China's banking regulator gave the go-ahead last week for several companies to set up the banks incorporated and run by domestic, private firms in three cities in east China, where economic output accounts for more than 60 percent of the country's total.
The pilot, which seeks to add five private lenders, is being implemented at a time when China is pushing for interest rate liberalization and more efficient allocation of credit.
Profit in the Chinese banking sector has slid from 30 percent three years ago to 10 percent last year, with a further profit decline expected in the years ahead. Banks are also facing rising volumes of bad loans as growth in the country moderated from double digit to around 7.7 percent last year.
Yet this prospect does nothing to dishearten private entrepreneurs from making inroads into the banking industry. Interest and applications for joining the pilot program have already come from a diverse range of companies, from conglomerates such as the Shanghai-based Fosun Group to Internet behemoths Alibaba and Tencent.
However, bankers have urged caution, warning that failure of a bank would wreak havoc.
In terms of the pilot, authorities have taken a measured approach to prevent a reckless private bank opening binge.
There are also concerns about firms that apply to open a private bank and use it to secure cheap credit for themselves instead of lending to other companies based on creditworthiness.
Chen Xiaojun, Chairman of Taizhou Bank in east China's Zhejiang Province, said that instead of approving new establishments, authorities should consider changing ownership structures of existing rural and urban commercial banks by replacing their government stakeholders with private ones.
Taizhou Bank underwent such a reshuffle in the early 2000s, with the local government now holding only a 5-percent stake in the bank.
Lian Ping, chief economist with Bank of Communications, China's fifth largest lender by assets, said the success of these up-and-coming lenders lies in their ability to meet demands in areas long ignored by large state banks.
The country's first private-run bank -- China Minsheng Bank -- was founded in 1996 in Beijing and has since made its reputation through lending to small and medium enterprises (SMEs). The new contenders approved last week are also expected to broaden SMEs access to banking credit.

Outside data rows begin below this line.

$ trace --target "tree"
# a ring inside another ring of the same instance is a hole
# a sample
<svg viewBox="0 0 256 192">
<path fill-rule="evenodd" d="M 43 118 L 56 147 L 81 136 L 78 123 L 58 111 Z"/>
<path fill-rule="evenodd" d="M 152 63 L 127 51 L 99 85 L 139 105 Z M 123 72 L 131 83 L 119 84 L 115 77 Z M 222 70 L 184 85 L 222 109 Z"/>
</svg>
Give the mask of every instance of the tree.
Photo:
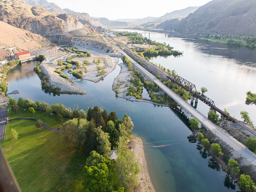
<svg viewBox="0 0 256 192">
<path fill-rule="evenodd" d="M 74 118 L 65 122 L 60 127 L 60 141 L 62 143 L 66 145 L 77 144 L 78 140 L 76 131 L 78 124 L 78 120 L 76 118 Z"/>
<path fill-rule="evenodd" d="M 18 104 L 16 103 L 14 103 L 12 104 L 12 111 L 15 112 L 15 114 L 16 114 L 16 112 L 19 109 L 19 106 Z"/>
<path fill-rule="evenodd" d="M 11 98 L 9 99 L 9 103 L 10 104 L 13 104 L 13 103 L 17 103 L 17 100 L 15 99 Z"/>
<path fill-rule="evenodd" d="M 117 120 L 117 116 L 115 111 L 111 111 L 108 115 L 108 120 L 111 120 L 113 122 L 115 122 L 116 120 Z"/>
<path fill-rule="evenodd" d="M 205 149 L 208 149 L 210 145 L 210 142 L 208 140 L 208 139 L 202 139 L 201 140 L 204 147 Z"/>
<path fill-rule="evenodd" d="M 60 124 L 60 122 L 62 120 L 63 120 L 63 117 L 61 114 L 59 113 L 57 114 L 56 117 L 56 121 L 59 121 L 59 124 Z"/>
<path fill-rule="evenodd" d="M 77 118 L 78 122 L 81 117 L 81 114 L 80 114 L 79 111 L 77 110 L 77 104 L 76 104 L 76 108 L 74 110 L 74 111 L 73 111 L 73 116 L 75 118 Z"/>
<path fill-rule="evenodd" d="M 11 139 L 14 143 L 16 142 L 16 141 L 18 140 L 18 138 L 20 136 L 18 135 L 18 133 L 15 129 L 11 129 Z"/>
<path fill-rule="evenodd" d="M 109 140 L 109 136 L 101 129 L 101 127 L 98 127 L 96 129 L 96 140 L 97 149 L 99 153 L 103 156 L 108 156 L 111 149 L 111 145 Z"/>
<path fill-rule="evenodd" d="M 216 123 L 218 121 L 219 115 L 217 115 L 212 110 L 208 112 L 208 119 L 213 123 Z"/>
<path fill-rule="evenodd" d="M 125 131 L 130 135 L 132 134 L 132 130 L 133 128 L 134 125 L 131 117 L 124 114 L 123 118 L 123 123 L 125 127 Z"/>
<path fill-rule="evenodd" d="M 37 128 L 39 128 L 39 130 L 41 130 L 41 127 L 43 127 L 43 123 L 41 119 L 38 119 L 36 123 L 36 126 Z"/>
<path fill-rule="evenodd" d="M 207 89 L 206 87 L 201 87 L 201 92 L 202 92 L 202 94 L 203 94 L 208 91 L 208 90 Z"/>
<path fill-rule="evenodd" d="M 212 143 L 211 145 L 212 150 L 214 155 L 221 156 L 222 155 L 221 153 L 221 149 L 220 145 L 218 143 Z"/>
<path fill-rule="evenodd" d="M 36 111 L 35 110 L 34 108 L 33 108 L 33 107 L 30 107 L 28 108 L 28 112 L 29 112 L 32 115 L 32 116 L 33 116 L 34 113 L 35 113 L 35 112 L 36 112 Z"/>
<path fill-rule="evenodd" d="M 198 136 L 199 136 L 199 140 L 202 140 L 204 137 L 204 135 L 201 132 L 199 132 L 198 133 Z"/>
<path fill-rule="evenodd" d="M 188 122 L 190 124 L 190 127 L 194 129 L 196 129 L 198 128 L 199 123 L 196 119 L 193 118 L 190 119 Z"/>
<path fill-rule="evenodd" d="M 109 171 L 107 165 L 100 163 L 96 166 L 84 168 L 84 192 L 108 192 Z"/>
<path fill-rule="evenodd" d="M 240 169 L 237 166 L 238 162 L 235 159 L 230 159 L 228 163 L 228 171 L 235 176 L 237 176 L 240 172 Z"/>
<path fill-rule="evenodd" d="M 241 118 L 242 119 L 244 119 L 244 122 L 246 122 L 249 124 L 253 126 L 253 124 L 252 120 L 251 119 L 251 117 L 249 116 L 249 113 L 245 111 L 242 111 L 240 112 L 240 115 L 241 115 Z"/>
<path fill-rule="evenodd" d="M 256 138 L 249 137 L 244 140 L 244 144 L 251 151 L 256 152 Z"/>
<path fill-rule="evenodd" d="M 250 175 L 242 174 L 240 175 L 240 180 L 237 183 L 237 185 L 241 190 L 246 192 L 251 192 L 255 183 L 251 179 Z"/>
<path fill-rule="evenodd" d="M 53 111 L 53 110 L 52 110 L 52 109 L 49 106 L 46 108 L 46 112 L 48 115 L 50 115 L 51 113 L 52 113 Z"/>
<path fill-rule="evenodd" d="M 125 139 L 120 137 L 116 150 L 116 176 L 118 186 L 124 187 L 125 190 L 129 191 L 132 186 L 138 185 L 137 174 L 140 172 L 139 162 L 135 158 L 134 152 L 126 148 Z"/>
</svg>

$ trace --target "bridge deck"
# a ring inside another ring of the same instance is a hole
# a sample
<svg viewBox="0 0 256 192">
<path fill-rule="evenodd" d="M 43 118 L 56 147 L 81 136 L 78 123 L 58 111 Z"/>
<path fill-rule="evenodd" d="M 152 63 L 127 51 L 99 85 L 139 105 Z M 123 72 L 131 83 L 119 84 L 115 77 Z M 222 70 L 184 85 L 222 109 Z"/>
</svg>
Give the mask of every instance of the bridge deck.
<svg viewBox="0 0 256 192">
<path fill-rule="evenodd" d="M 102 37 L 107 43 L 109 43 L 104 37 Z M 247 159 L 252 164 L 256 166 L 256 154 L 250 151 L 241 143 L 210 121 L 199 111 L 157 79 L 156 77 L 136 62 L 120 47 L 115 45 L 114 46 L 123 55 L 125 55 L 126 58 L 131 60 L 135 68 L 139 69 L 144 74 L 150 78 L 155 84 L 173 99 L 183 109 L 191 114 L 207 129 L 212 131 L 217 136 L 240 153 L 244 158 Z"/>
</svg>

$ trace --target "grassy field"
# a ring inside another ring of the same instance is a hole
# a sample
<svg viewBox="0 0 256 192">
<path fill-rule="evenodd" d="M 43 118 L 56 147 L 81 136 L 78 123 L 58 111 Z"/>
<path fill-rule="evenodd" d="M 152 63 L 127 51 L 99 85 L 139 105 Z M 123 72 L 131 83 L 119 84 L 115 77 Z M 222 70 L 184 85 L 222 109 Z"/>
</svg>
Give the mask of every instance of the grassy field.
<svg viewBox="0 0 256 192">
<path fill-rule="evenodd" d="M 11 105 L 7 106 L 10 108 Z M 52 128 L 59 127 L 56 116 L 36 111 L 33 116 L 20 109 L 15 115 L 9 110 L 9 119 L 28 117 L 41 119 Z M 64 119 L 63 124 L 67 119 Z M 36 122 L 17 120 L 7 124 L 5 139 L 1 142 L 23 191 L 81 191 L 83 168 L 88 155 L 75 146 L 62 145 L 60 133 L 35 126 Z M 20 137 L 15 143 L 10 130 L 15 129 Z"/>
</svg>

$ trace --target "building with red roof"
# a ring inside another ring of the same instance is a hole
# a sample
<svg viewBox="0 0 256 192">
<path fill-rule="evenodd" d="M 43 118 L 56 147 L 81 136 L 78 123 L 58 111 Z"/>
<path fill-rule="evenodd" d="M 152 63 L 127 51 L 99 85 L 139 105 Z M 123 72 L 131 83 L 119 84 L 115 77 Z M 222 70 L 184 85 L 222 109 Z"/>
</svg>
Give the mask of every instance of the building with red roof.
<svg viewBox="0 0 256 192">
<path fill-rule="evenodd" d="M 14 57 L 14 58 L 17 58 L 19 60 L 22 60 L 30 58 L 31 56 L 29 52 L 28 51 L 24 51 L 15 53 Z"/>
</svg>

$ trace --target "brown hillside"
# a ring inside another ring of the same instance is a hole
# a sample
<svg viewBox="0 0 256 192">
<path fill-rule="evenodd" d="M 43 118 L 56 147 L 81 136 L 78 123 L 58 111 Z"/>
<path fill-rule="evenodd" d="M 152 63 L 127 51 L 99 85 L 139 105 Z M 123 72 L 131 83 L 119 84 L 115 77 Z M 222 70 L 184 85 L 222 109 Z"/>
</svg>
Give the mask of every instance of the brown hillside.
<svg viewBox="0 0 256 192">
<path fill-rule="evenodd" d="M 0 21 L 0 60 L 10 55 L 32 48 L 50 46 L 51 43 L 41 36 L 14 27 Z"/>
<path fill-rule="evenodd" d="M 83 27 L 69 14 L 50 12 L 18 0 L 0 0 L 0 20 L 47 37 L 47 35 L 64 34 Z"/>
</svg>

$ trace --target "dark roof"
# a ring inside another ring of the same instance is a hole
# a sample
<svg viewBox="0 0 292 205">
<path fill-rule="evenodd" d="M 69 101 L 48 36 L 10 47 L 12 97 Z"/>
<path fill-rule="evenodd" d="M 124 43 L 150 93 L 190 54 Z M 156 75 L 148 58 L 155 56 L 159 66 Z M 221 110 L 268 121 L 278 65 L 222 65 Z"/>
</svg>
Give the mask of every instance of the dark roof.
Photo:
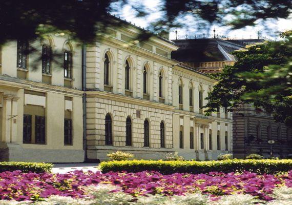
<svg viewBox="0 0 292 205">
<path fill-rule="evenodd" d="M 234 60 L 232 51 L 243 47 L 218 38 L 173 40 L 179 47 L 172 52 L 172 58 L 181 62 L 197 63 Z"/>
</svg>

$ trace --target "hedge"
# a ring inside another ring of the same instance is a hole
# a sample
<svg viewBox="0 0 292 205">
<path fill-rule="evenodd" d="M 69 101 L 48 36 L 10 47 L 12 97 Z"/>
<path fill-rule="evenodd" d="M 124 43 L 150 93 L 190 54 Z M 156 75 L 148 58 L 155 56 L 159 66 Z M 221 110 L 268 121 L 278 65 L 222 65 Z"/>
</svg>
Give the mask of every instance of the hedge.
<svg viewBox="0 0 292 205">
<path fill-rule="evenodd" d="M 53 164 L 18 161 L 0 162 L 0 172 L 20 170 L 23 172 L 51 172 Z"/>
<path fill-rule="evenodd" d="M 274 174 L 292 170 L 291 159 L 227 159 L 220 161 L 162 161 L 133 160 L 102 162 L 103 173 L 109 172 L 138 172 L 157 171 L 161 174 L 210 172 L 242 172 L 248 171 L 258 174 Z"/>
</svg>

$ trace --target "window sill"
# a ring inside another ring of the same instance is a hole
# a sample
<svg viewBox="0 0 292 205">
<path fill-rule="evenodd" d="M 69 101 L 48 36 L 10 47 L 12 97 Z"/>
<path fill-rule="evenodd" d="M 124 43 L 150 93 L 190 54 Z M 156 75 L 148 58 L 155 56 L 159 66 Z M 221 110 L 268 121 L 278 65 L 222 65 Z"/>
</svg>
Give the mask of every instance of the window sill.
<svg viewBox="0 0 292 205">
<path fill-rule="evenodd" d="M 24 72 L 28 72 L 28 70 L 27 69 L 20 67 L 17 67 L 17 70 L 20 70 Z"/>
</svg>

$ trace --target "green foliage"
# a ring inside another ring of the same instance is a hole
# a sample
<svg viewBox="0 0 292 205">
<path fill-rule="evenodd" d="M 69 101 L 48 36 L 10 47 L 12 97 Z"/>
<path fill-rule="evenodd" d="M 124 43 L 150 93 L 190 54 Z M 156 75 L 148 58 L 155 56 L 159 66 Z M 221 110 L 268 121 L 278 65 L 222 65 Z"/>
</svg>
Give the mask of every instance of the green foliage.
<svg viewBox="0 0 292 205">
<path fill-rule="evenodd" d="M 221 154 L 218 156 L 218 160 L 232 159 L 233 155 L 232 154 Z"/>
<path fill-rule="evenodd" d="M 250 159 L 262 159 L 264 158 L 264 156 L 258 154 L 251 154 L 246 156 L 245 158 Z"/>
<path fill-rule="evenodd" d="M 20 170 L 23 172 L 50 173 L 53 164 L 42 162 L 18 161 L 0 162 L 0 172 Z"/>
<path fill-rule="evenodd" d="M 183 161 L 184 157 L 182 156 L 179 156 L 177 152 L 173 153 L 169 153 L 165 154 L 164 157 L 164 160 L 165 161 Z"/>
<path fill-rule="evenodd" d="M 248 45 L 236 51 L 238 60 L 216 75 L 218 83 L 206 98 L 206 115 L 218 107 L 228 111 L 251 104 L 273 113 L 276 121 L 292 125 L 292 35 L 279 42 Z"/>
<path fill-rule="evenodd" d="M 128 152 L 123 152 L 120 151 L 117 151 L 116 152 L 110 152 L 107 154 L 111 160 L 121 161 L 128 160 L 130 158 L 133 158 L 134 155 Z"/>
<path fill-rule="evenodd" d="M 103 173 L 122 171 L 138 172 L 148 170 L 157 171 L 164 174 L 177 172 L 198 174 L 210 172 L 241 172 L 245 170 L 263 174 L 290 170 L 292 160 L 232 159 L 202 161 L 133 160 L 102 162 L 100 167 Z"/>
</svg>

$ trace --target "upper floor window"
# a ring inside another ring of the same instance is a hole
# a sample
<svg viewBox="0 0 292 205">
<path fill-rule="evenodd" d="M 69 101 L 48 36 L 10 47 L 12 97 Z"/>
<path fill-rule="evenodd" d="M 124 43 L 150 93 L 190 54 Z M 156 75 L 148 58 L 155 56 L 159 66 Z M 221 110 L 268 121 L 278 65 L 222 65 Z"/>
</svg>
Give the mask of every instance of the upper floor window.
<svg viewBox="0 0 292 205">
<path fill-rule="evenodd" d="M 72 54 L 70 51 L 64 52 L 64 77 L 72 78 Z"/>
<path fill-rule="evenodd" d="M 158 76 L 158 80 L 159 81 L 159 97 L 163 97 L 163 77 L 161 71 L 159 72 L 159 76 Z"/>
<path fill-rule="evenodd" d="M 51 74 L 52 53 L 51 47 L 47 45 L 43 46 L 41 71 L 43 73 Z"/>
<path fill-rule="evenodd" d="M 146 67 L 144 66 L 144 70 L 143 70 L 143 93 L 144 94 L 147 94 L 148 92 L 148 73 L 147 72 Z"/>
<path fill-rule="evenodd" d="M 144 120 L 144 147 L 149 147 L 149 121 Z"/>
<path fill-rule="evenodd" d="M 108 54 L 105 55 L 104 62 L 104 84 L 105 85 L 110 85 L 110 58 Z"/>
<path fill-rule="evenodd" d="M 106 115 L 106 145 L 113 145 L 112 117 L 109 113 Z"/>
<path fill-rule="evenodd" d="M 178 103 L 180 104 L 183 104 L 183 91 L 182 91 L 182 82 L 181 79 L 180 79 L 178 81 Z"/>
<path fill-rule="evenodd" d="M 272 127 L 268 126 L 267 128 L 268 140 L 272 139 Z"/>
<path fill-rule="evenodd" d="M 126 122 L 126 146 L 132 146 L 132 120 L 128 116 Z"/>
<path fill-rule="evenodd" d="M 26 41 L 17 41 L 17 67 L 26 69 L 28 55 L 28 43 Z"/>
<path fill-rule="evenodd" d="M 130 65 L 127 60 L 126 61 L 126 67 L 124 68 L 124 89 L 126 90 L 130 90 Z"/>
<path fill-rule="evenodd" d="M 160 122 L 160 147 L 165 147 L 164 124 L 163 121 Z"/>
</svg>

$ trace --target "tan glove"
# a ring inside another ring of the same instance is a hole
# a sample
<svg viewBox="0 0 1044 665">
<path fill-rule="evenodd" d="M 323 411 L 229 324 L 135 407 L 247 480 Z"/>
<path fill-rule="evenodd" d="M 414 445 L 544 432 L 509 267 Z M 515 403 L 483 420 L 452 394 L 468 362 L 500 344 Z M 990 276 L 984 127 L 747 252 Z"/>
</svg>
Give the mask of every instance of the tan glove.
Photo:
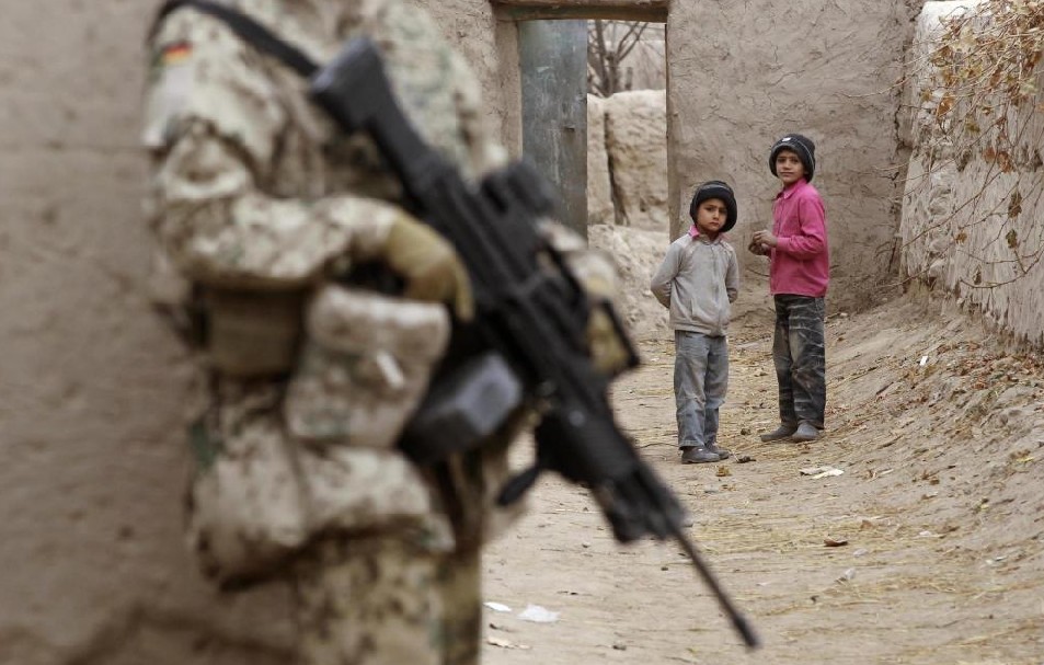
<svg viewBox="0 0 1044 665">
<path fill-rule="evenodd" d="M 474 317 L 468 271 L 454 248 L 432 227 L 409 215 L 399 216 L 388 233 L 385 261 L 405 279 L 406 298 L 448 302 L 463 321 Z"/>
</svg>

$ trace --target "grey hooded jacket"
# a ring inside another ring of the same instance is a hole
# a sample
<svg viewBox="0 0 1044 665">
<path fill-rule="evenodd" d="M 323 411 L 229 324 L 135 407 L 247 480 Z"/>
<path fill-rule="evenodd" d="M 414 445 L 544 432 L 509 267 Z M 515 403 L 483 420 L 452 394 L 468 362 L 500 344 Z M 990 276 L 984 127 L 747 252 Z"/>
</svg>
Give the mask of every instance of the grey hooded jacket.
<svg viewBox="0 0 1044 665">
<path fill-rule="evenodd" d="M 672 329 L 722 336 L 739 293 L 736 250 L 721 236 L 711 241 L 686 233 L 667 248 L 650 288 L 670 310 Z"/>
</svg>

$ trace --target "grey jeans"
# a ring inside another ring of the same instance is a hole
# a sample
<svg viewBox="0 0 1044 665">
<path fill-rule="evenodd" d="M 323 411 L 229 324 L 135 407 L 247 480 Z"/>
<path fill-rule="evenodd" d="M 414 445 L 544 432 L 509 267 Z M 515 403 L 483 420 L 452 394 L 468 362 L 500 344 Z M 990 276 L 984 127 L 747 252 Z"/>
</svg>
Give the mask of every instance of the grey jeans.
<svg viewBox="0 0 1044 665">
<path fill-rule="evenodd" d="M 826 343 L 823 298 L 776 296 L 772 362 L 779 382 L 779 420 L 788 427 L 819 429 L 826 411 Z"/>
<path fill-rule="evenodd" d="M 674 343 L 678 447 L 716 445 L 718 410 L 728 389 L 727 339 L 677 330 Z"/>
</svg>

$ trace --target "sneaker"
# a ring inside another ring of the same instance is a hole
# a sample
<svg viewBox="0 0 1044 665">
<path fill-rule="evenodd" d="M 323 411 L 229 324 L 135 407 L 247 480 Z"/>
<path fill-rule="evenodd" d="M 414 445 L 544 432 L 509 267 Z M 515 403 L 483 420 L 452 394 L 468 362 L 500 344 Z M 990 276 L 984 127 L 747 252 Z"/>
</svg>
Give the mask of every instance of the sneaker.
<svg viewBox="0 0 1044 665">
<path fill-rule="evenodd" d="M 811 423 L 802 423 L 798 425 L 798 431 L 791 438 L 795 442 L 814 442 L 819 438 L 819 431 Z"/>
<path fill-rule="evenodd" d="M 793 436 L 794 432 L 798 432 L 798 427 L 792 425 L 780 425 L 773 432 L 767 432 L 761 435 L 761 440 L 765 443 L 778 442 L 780 439 L 790 438 Z"/>
<path fill-rule="evenodd" d="M 716 462 L 719 459 L 716 452 L 711 452 L 707 448 L 699 446 L 689 446 L 681 449 L 682 465 L 702 465 L 705 462 Z"/>
</svg>

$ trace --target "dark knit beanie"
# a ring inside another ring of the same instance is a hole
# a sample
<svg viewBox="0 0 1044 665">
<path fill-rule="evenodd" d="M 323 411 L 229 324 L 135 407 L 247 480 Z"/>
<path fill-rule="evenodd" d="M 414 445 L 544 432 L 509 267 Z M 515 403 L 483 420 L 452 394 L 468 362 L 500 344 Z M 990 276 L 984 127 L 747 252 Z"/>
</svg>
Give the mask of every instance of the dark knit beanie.
<svg viewBox="0 0 1044 665">
<path fill-rule="evenodd" d="M 812 176 L 816 172 L 816 145 L 812 142 L 812 139 L 800 134 L 788 134 L 776 141 L 769 153 L 769 169 L 772 175 L 776 175 L 776 156 L 780 150 L 792 150 L 805 165 L 805 180 L 812 182 Z"/>
<path fill-rule="evenodd" d="M 696 213 L 699 210 L 700 204 L 708 198 L 720 198 L 725 202 L 727 215 L 725 215 L 725 223 L 721 228 L 721 233 L 736 226 L 736 195 L 732 193 L 732 187 L 720 180 L 709 180 L 696 188 L 696 193 L 692 194 L 692 203 L 689 204 L 689 217 L 692 218 L 693 223 L 696 222 Z"/>
</svg>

SMEs contribute more than 60 percent of gross domestic product (GDP) and provide more than 80 percent of urban employment but they are underserved in the banking system.
State-owned lenders are more willing to lend to large firms and state-owned enterprises (SOEs), or entities with an implicit guarantee of a government bailout should they default.
Many small companies thus resort to underground lenders for financing at a cost several times higher than what is charged on loans extended in formal banking systems. Some cash-starved firms go bust after they hit a liquidity crunch.
To survive, private-run banks have a lot challenges to overcome. New lenders are not rivals to established, state-backed lenders in the scramble for bank deposits, though wealth management products marketed by Internet firms have been slowly chipping away at state-owned banks' deposit base, Lian said.
Given the difference between large banks and these newcomers, the banking regulator should draft tailored policies to regulate private banks, according to Taizhou Bank's chairman Chen.
In China, banks' lending activities are restricted by rules such as asking them to park more than 20 percent of their deposit at the country's central bank and to lend no more than 75 percent of their deposit.
Authorities are also working to put in place a system to insure deposits against bank failures. Chinese Premier Li Keqiang said during the country's annual parliamentary session in March that the country would roll out the scheme this year.
This arrangement is deemed as a crucial step in the reform to liberalize interest rates in the banking sector. The central bank removed the floor of renminbi loan rates last July and asked nine leading domestic banks four months later to report daily the rate they charge their best clients to reflect market rates for loans.
The central bank still sets deposit rates and allow banks to offer returns to depositors at 1.1 times the benchmark rate. Analysts say the cap will be removed only after banks are covered by deposit insurance.